Additional Merger Information

The terms of the merger agreement between EpiCept and Immune provide that, upon the closing of the transaction, EpiCept will issue shares of its common stock to Immune shareholders in exchange for all of the outstanding shares of Immune. EpiCept shareholders will retain approximately 19 percent ownership of the combined company and Immune shareholders will receive approximately 81 percent, calculated on an adjusted fully diluted basis, assuming the full drawdown of $0.5 million in equity capital that is available from Immune pursuant to the Second Amendment to the Merger Agreement and Plan of Reorganization that was signed in February 2013. The proportionate ownership of the combined company by EpiCept and Immune shareholders is subject to further adjustment based upon the size of certain specified liabilities of EpiCept at the merger effective time, and initially excludes the exercise or conversion of certain EpiCept options and warrants whose exercise/conversion prices are significantly higher than the current trading price of EpiCept’s common stock. 

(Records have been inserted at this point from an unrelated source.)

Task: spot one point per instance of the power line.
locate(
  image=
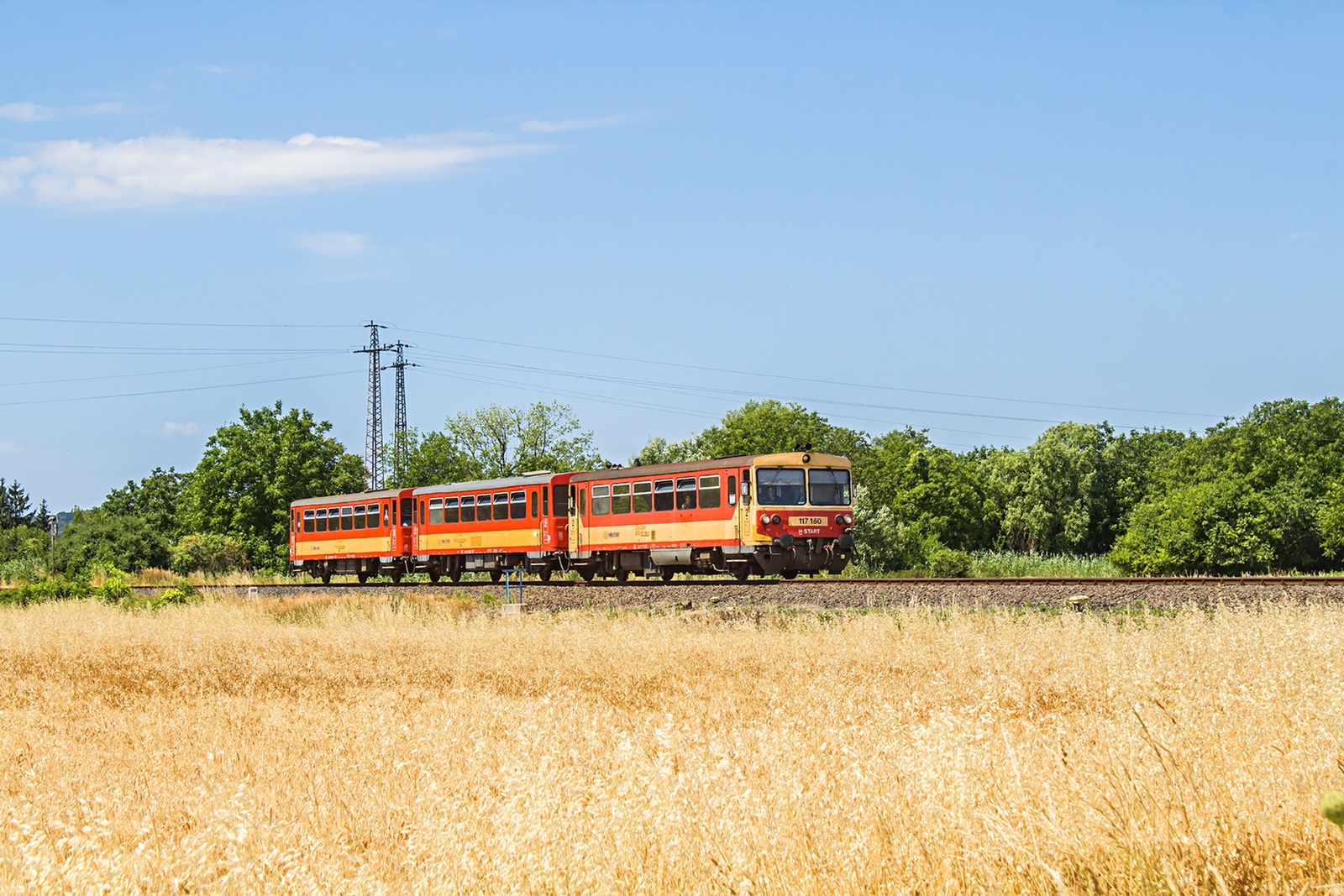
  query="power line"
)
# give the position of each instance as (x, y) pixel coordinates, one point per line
(67, 320)
(178, 369)
(374, 411)
(192, 389)
(800, 379)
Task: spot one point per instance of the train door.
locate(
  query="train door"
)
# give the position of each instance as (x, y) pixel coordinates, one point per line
(577, 539)
(743, 513)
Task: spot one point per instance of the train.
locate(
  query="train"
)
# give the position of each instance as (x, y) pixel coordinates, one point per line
(784, 515)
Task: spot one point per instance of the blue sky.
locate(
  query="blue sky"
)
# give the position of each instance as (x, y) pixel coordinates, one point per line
(1073, 211)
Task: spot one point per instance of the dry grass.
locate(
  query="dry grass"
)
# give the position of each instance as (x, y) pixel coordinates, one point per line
(326, 746)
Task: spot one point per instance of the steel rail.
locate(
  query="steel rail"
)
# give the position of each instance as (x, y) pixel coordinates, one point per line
(828, 580)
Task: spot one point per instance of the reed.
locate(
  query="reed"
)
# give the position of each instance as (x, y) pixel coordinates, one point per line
(401, 745)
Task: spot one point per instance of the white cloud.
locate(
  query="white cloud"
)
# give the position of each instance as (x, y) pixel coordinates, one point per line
(154, 170)
(573, 123)
(181, 429)
(27, 112)
(333, 242)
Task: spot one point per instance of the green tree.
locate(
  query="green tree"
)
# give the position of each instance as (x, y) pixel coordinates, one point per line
(1250, 495)
(124, 543)
(659, 450)
(433, 458)
(768, 427)
(1055, 497)
(253, 469)
(154, 500)
(15, 506)
(208, 553)
(507, 441)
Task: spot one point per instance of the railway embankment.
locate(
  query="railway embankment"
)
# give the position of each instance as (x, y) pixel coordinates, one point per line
(855, 594)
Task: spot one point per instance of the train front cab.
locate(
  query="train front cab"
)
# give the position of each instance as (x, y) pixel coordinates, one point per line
(699, 517)
(801, 519)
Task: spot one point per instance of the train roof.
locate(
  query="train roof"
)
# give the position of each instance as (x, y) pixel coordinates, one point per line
(793, 458)
(484, 485)
(347, 499)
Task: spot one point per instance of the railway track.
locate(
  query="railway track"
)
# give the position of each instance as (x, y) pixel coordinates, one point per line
(808, 582)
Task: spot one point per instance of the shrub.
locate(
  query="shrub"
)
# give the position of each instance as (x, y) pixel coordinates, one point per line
(947, 563)
(208, 553)
(114, 591)
(45, 591)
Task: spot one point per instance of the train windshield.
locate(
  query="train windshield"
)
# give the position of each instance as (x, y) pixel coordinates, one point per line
(781, 486)
(828, 488)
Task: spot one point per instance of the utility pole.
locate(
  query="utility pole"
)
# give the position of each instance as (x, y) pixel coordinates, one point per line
(400, 426)
(374, 425)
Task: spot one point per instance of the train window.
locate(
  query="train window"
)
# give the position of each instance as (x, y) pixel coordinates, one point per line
(601, 500)
(828, 488)
(710, 492)
(663, 496)
(685, 495)
(781, 486)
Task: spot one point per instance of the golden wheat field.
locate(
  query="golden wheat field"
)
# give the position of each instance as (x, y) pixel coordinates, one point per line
(400, 746)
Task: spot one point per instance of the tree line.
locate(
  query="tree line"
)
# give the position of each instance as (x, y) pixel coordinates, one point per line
(1253, 495)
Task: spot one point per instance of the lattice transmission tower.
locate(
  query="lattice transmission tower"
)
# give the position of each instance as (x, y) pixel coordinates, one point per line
(400, 446)
(374, 422)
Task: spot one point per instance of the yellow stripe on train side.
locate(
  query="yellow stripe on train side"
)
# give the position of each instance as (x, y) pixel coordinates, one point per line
(651, 533)
(480, 542)
(381, 546)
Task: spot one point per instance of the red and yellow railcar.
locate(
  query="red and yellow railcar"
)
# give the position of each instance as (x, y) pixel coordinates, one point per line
(701, 517)
(491, 526)
(366, 533)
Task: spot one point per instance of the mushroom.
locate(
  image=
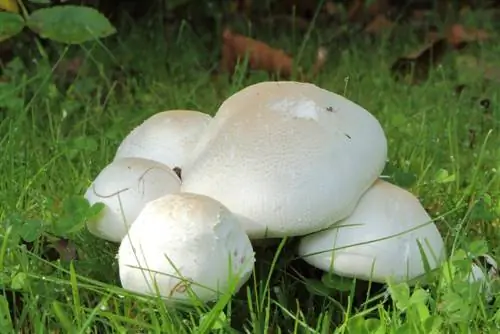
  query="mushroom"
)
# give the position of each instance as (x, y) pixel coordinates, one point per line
(484, 270)
(124, 186)
(288, 158)
(167, 137)
(380, 240)
(186, 247)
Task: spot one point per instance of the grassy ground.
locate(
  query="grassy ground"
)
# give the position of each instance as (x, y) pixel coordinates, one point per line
(54, 141)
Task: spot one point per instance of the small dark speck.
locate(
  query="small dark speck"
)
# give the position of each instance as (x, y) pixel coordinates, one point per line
(178, 171)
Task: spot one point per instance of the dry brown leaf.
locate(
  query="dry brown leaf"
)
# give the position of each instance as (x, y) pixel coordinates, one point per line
(418, 62)
(261, 56)
(379, 24)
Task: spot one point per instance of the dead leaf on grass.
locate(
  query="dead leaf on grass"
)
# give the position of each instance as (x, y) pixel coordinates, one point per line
(261, 56)
(415, 66)
(379, 24)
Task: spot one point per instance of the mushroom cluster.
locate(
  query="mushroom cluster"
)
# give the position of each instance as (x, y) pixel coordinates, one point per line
(187, 194)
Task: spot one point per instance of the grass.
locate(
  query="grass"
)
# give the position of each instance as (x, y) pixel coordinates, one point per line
(55, 140)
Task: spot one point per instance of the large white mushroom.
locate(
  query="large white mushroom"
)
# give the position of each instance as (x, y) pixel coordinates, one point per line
(124, 186)
(184, 246)
(380, 240)
(167, 137)
(289, 158)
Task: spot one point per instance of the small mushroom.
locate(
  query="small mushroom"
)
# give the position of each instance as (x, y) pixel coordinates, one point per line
(485, 270)
(288, 158)
(167, 137)
(380, 240)
(183, 246)
(124, 186)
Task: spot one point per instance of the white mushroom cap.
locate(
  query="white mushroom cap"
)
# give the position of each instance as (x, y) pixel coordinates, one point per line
(289, 158)
(185, 236)
(372, 244)
(125, 186)
(484, 274)
(167, 137)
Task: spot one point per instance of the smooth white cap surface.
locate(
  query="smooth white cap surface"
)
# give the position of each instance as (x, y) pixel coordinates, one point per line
(384, 212)
(125, 186)
(289, 158)
(167, 137)
(189, 236)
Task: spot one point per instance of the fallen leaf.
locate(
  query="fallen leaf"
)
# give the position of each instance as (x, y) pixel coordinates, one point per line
(9, 6)
(260, 55)
(415, 66)
(379, 24)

The combined company will be named Immune Pharmaceuticals Inc. and have dual headquarters in Herzliya-Pituach, Israel and in the New York City area, with research laboratories in Rehovot, Israel.  Daniel Teper, PharmD, Chief Executive Officer of Immune Pharmaceuticals Ltd., will be the Chairman and CEO of the combined company. Dr. David Sidransky, Director of Head and Neck Research Division, Professor of Oncology at the Johns Hopkins School of Medicine, and a former Vice Chairman of the Board of Directors of ImClone Systems, will be the Vice Chairman of the Board of the combined company. The combined company plans to assume EpiCept’s common stock listings on the OTCQX and on the NASDAQ OMX Stockholm Exchange. 

Financial and Operating Highlights

EpiCept’s net loss for the fourth quarter of 2012 was $0.9 million, or $0.01 per share, compared with a net loss of $3.5 million, or $0.05 per share for the fourth quarter of 2011. The net loss for the full year 2012 was $2.6 million, or $0.07 per share, compared with a net loss of $15.7 million, or $0.23 per share, for the full year 2011.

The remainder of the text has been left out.